Could not open socket reCAPTCHA error

After months of receiving spam via my contact forms, I decided it was time to add reCAPTCHA to them in hopes of stemming the tide of junk. This is now under the control of Google. I thought there would be no problem with this. Having installed reCAPTCHA on my work websites, I knew what to do and everything worked fine on those sites. On Friday I made 3 forms on my own sites and everything worked as expected, on Saturday I made the last form I had but that one didn’t work. All I got was a “could not open socket” error.

Initially I thought that I must have made some mistake in the code, but after checking the code with what I had done the day before, I couldn’t see any errors. And more about the 3 forms I made the day before that worked, now they don’t work anymore and show the same error message, what the hell? Most frustrating was the fact that this was all the message said and gave no clue as to what was causing it. I made several attempts to find which section of the code was at fault by adding echoes throughout the php code, but none of them came up, just that damn error message. I thought there must be some problem with the server.

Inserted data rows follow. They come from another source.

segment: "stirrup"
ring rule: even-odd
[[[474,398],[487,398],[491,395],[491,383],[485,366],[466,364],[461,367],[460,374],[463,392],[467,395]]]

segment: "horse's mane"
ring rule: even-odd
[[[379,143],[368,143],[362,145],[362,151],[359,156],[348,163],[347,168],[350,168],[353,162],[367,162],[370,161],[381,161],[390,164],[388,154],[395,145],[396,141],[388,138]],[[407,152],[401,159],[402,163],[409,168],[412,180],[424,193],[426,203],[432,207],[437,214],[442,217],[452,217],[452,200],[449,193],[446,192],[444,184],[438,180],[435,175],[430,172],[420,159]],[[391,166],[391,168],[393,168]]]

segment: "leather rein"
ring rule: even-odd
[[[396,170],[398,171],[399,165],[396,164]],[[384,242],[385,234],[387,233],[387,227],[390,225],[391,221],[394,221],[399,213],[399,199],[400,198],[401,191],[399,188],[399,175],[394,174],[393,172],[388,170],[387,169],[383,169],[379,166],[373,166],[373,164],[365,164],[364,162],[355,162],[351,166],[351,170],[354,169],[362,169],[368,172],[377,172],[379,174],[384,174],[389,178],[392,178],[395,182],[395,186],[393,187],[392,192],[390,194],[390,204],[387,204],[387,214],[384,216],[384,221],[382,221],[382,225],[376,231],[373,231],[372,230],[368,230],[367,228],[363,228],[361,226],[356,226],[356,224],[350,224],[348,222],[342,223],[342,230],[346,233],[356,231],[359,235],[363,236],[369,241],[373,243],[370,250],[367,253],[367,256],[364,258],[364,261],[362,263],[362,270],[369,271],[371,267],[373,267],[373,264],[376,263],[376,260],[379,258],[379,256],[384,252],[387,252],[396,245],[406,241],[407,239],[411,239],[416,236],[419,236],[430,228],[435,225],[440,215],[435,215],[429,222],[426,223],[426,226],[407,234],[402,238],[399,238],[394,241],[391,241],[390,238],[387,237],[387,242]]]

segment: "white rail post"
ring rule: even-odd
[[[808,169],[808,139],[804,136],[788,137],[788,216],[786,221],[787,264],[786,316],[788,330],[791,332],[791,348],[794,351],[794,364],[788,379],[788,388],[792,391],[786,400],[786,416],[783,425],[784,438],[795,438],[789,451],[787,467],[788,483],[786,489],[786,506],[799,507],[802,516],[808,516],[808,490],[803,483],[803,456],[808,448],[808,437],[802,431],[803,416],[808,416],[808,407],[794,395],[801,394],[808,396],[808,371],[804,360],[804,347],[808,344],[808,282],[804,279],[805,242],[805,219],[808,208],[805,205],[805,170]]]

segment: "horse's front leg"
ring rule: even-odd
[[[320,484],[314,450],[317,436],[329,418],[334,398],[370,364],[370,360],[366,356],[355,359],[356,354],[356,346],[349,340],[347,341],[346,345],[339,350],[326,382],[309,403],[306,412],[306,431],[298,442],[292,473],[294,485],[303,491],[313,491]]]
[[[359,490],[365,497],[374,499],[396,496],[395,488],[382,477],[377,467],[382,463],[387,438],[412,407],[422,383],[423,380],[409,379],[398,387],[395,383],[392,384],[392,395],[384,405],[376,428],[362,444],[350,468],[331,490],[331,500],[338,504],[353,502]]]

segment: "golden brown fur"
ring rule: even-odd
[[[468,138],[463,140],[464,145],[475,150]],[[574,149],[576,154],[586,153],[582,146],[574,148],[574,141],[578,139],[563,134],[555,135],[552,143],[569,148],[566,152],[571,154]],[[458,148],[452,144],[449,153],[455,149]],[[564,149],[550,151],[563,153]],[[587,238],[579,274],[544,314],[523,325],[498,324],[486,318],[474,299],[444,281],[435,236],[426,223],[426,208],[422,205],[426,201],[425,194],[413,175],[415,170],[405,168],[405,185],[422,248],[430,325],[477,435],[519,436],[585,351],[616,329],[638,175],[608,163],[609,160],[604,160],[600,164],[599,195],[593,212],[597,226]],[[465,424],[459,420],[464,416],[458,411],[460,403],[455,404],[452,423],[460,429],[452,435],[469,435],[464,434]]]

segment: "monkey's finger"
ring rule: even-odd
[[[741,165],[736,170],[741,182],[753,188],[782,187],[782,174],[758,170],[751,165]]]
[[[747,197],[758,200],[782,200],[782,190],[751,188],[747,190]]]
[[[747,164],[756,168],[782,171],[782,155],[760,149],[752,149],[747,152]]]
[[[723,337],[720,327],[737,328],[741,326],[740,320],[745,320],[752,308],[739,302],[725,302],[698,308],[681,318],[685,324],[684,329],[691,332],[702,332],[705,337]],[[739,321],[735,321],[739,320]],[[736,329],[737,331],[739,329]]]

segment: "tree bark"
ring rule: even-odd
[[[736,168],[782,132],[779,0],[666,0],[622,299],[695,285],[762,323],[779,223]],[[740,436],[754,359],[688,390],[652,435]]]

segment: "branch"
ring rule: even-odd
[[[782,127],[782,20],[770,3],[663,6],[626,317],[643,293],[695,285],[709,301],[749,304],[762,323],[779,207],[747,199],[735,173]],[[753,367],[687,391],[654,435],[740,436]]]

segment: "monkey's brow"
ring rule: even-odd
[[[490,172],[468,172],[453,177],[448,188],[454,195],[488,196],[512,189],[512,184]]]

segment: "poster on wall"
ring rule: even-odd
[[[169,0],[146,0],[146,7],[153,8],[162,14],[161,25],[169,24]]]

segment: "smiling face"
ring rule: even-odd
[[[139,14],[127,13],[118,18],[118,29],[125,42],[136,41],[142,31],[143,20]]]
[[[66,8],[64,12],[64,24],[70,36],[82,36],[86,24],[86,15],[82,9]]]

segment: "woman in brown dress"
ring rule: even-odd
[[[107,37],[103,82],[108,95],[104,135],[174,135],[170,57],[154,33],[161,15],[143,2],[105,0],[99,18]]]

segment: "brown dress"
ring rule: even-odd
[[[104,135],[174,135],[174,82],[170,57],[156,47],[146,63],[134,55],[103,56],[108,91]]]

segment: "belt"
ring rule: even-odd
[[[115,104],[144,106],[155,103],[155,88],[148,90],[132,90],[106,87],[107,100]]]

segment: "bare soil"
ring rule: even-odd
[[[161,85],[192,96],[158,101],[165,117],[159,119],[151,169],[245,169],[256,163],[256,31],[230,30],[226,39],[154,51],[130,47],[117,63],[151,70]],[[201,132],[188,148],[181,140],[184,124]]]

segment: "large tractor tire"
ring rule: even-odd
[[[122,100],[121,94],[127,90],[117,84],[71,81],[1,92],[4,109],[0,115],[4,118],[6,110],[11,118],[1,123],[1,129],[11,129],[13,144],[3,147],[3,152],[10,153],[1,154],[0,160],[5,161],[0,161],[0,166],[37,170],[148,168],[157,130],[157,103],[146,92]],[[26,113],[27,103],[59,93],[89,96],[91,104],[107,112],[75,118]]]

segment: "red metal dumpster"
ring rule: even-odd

Someone must have had this problem before, so I turned my attention to Google for an answer. When I started typing ‘socket could not be opened’, the autocomplete showed me ‘socket recaptcha could not be opened’, ah ha! But I couldn’t think why it might have worked yesterday and not today. After reading a lot of useless posts, I found this: code.google.com/p/recaptcha/issues/detail?id=26 which, while it didn’t have the exact answer, helped me figure out the answers to my own problems.

After reading this thread I came to the conclusion that my problem was twofold and explained why it had worked yesterday and not today. The main problem was my web host, in their attempt to help they introduced (a long time ago) blocking outgoing connections to remote IP addresses from my sites. This is one to keep in mind if you are auto blogging using wp-o-matic, any feeds you add will most likely be blocked by this until you add the IP to the allowed list from your dashboard.

I suppose there is a good reason for them to do this, but I can imagine that it has given the inexperienced nightmares. It had obviously worked yesterday because it was new, once the server knew the connection was being made it blocked it. It was probably the amount of testing I did that made the connection noticeable and possibly it was a good job that it became noticeable so quickly or that I haven’t noticed for some time.

So which IP should I add to the allowed list? The line of code in recaptchalib.php identified as the problem in the previous thread was:

define(“RECAPTCHA_VERIFY_SERVER”, google.com);

So what I needed was the IP of google.com. mxtoolbox.com/SuperTool.aspx is a very useful tool that I have been using for a long time. A DNS lookup for google.com gave me 5 options for an IP, 74.125.227.48 to 74.125.227.52, so now I have:

define(“RECAPTCHA_VERIFY_SERVER”, “74.125.227.48”);

Adding this IP to the list of allowed remote IPs from my control panel fixed the problem on all my forms. Score!